We continue our backward glance at 2010 by reflecting upon the members of the ATP who crafted seasons that they (and we) should pause to remember even as the new year rushes towards us.

Nadal:  After the first three months of 2010, the Spaniard’s career seemingly hovered at a crossroads.  Starved of titles for nearly a year, he struggled to find his rhythm deep in three-set losses at Indian Wells and Miami to opponents whom he typically defeats.  But a fearsome charge through a depleted Monte Carlo field struck the spark that Rafa needed to revive his confidence just before the most important segment of his season.  The spark soon blazed into flames as he swept the three clay Masters tournaments for the first time in his career and avenged last year’s loss to Soderling in an authoritative Roland Garros final, one of the most stunning performances in his stunning career there.  Dropping just one total set in the Slam finals that he played, Nadal won three consecutive majors for the first time.  Famously fallible in the fall, he even countered that trend by defeating four top-10 foes at the year-end championships before dropping a three-set final to Federer.  Just months ago, the Spaniard’s career seemed in considerable peril.  By jolting from six majors to nine, he has positioned himself to enter the GOAT debate if he continues to carefully manage his physical condition and his schedule.  Qualitatively, in fact, he already has surpassed Federer by adding an Olympic gold medal and the Davis Cup to the career Slam and the #1 ranking.  The Swiss still has a considerable quantitative edge, but the gap should close swiftly in the next two or three years.

Djokovic:  Even shakier than Nadal early in the season, Djokovic surrounded the Dubai title with premature defeats in Melbourne, Indian Wells, and Miami.  Much more gradual than the Spaniard’s revival, the Serb’s awakening began with a Wimbledon semifinal run and continued with a sporadically brilliant duel with Federer at the Rogers Cup.  His momentum didn’t fully reverse until the US Open, where he swept aside the memories of three consecutive losses to Federer at the year’s final major.  In the most dramatic Slam match of 2010, Djokovic saved double match point before outlasting the Swiss star with the fearless shotmaking that won him the 2008 Australian Open.  Consistent although not dazzling during the fall, he conserved his energies for the Davis Cup final.  Effectively required to win both of his matches against France, the world #3 never allowed the visitors a flicker of hope with two comprehensive victories.  Undefeated in Davis Cup singles rubbers this year, Djokovic claimed that his nation’s first title in this team competition represented the most significant triumph of his career.  Objectively, 2010 fell short of the 2008 campaign in which he captured both the Australian Open and the year-end championships.  But the Davis Cup title offers the Serb a platform upon which to build for 2011.  The off-season’s much-lamented brevity will aid him by not allowing his impetus to decay.

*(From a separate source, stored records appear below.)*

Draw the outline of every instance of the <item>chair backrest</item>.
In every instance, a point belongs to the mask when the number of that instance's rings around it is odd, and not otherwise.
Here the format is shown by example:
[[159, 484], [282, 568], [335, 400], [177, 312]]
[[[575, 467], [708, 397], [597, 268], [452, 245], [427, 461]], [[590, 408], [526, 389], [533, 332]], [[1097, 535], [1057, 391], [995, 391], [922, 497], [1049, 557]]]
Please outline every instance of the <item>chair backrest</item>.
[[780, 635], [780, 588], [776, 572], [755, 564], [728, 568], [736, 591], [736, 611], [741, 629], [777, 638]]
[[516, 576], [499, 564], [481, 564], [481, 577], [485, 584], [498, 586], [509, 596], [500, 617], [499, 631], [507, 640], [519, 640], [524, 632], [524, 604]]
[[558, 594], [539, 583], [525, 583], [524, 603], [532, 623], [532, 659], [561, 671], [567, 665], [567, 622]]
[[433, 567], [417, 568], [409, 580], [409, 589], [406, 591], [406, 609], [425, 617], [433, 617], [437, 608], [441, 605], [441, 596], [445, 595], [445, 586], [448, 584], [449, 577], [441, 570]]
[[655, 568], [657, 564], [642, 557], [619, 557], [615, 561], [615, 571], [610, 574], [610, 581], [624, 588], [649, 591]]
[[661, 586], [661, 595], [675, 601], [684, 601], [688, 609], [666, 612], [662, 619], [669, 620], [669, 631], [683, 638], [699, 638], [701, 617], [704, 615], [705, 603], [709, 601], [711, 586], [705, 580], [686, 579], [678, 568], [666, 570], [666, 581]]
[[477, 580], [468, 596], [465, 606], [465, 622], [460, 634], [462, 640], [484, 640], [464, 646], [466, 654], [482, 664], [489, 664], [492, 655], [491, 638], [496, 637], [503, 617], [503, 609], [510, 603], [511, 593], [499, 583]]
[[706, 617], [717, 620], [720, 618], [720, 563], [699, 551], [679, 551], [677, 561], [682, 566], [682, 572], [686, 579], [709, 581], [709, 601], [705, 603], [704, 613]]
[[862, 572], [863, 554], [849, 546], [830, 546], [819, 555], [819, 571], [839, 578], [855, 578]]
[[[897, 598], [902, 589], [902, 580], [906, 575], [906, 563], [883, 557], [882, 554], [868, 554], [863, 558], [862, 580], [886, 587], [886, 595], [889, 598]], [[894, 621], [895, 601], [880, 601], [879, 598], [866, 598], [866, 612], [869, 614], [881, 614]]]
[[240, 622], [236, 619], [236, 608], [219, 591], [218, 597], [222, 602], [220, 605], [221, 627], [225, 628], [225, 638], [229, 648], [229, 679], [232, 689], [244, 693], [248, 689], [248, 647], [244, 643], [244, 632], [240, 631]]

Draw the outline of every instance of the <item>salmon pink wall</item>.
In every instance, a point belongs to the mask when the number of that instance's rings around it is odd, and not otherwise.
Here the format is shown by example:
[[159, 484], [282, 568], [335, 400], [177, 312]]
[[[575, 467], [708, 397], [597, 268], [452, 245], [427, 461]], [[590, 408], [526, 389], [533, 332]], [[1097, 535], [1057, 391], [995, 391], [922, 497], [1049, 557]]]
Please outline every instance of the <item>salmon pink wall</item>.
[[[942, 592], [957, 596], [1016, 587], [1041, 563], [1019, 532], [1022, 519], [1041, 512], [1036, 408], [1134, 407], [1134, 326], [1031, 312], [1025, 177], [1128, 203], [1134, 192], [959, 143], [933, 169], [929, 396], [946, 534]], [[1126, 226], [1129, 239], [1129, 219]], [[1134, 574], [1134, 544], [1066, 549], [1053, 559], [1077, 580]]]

Soderling:  The feral Swede likes Paris in the springtime and Paris in the fall.  For the second straight year, he dethroned the reigning Roland Garros champion in a barrage of bone-crushing groundstrokes.  A first-round flop in Melbourne, he recorded respectable but not remarkable results at Wimbledon and the US Open.  Still too erratic and moody to reach the #1 ranking, Sodering took another impressive step forward with his first Masters 1000 title at (where else?) the Paris Indoors, where the menacing trophy seemed designed specifically for him.  A career-high #4 ranking temporarily settled within the Swede’s mighty paws and might well return there early in 2011, considering his lack of points to defend at the Australian Open.  While Soderling failed to preserve the momentum in his mini-rivalries with Federer and Nadal, he consolidated his status as a permanent top-5 contender following his 2009 breakthrough.  If he can harness his weapons a shade more consistently, a major title lies in his future.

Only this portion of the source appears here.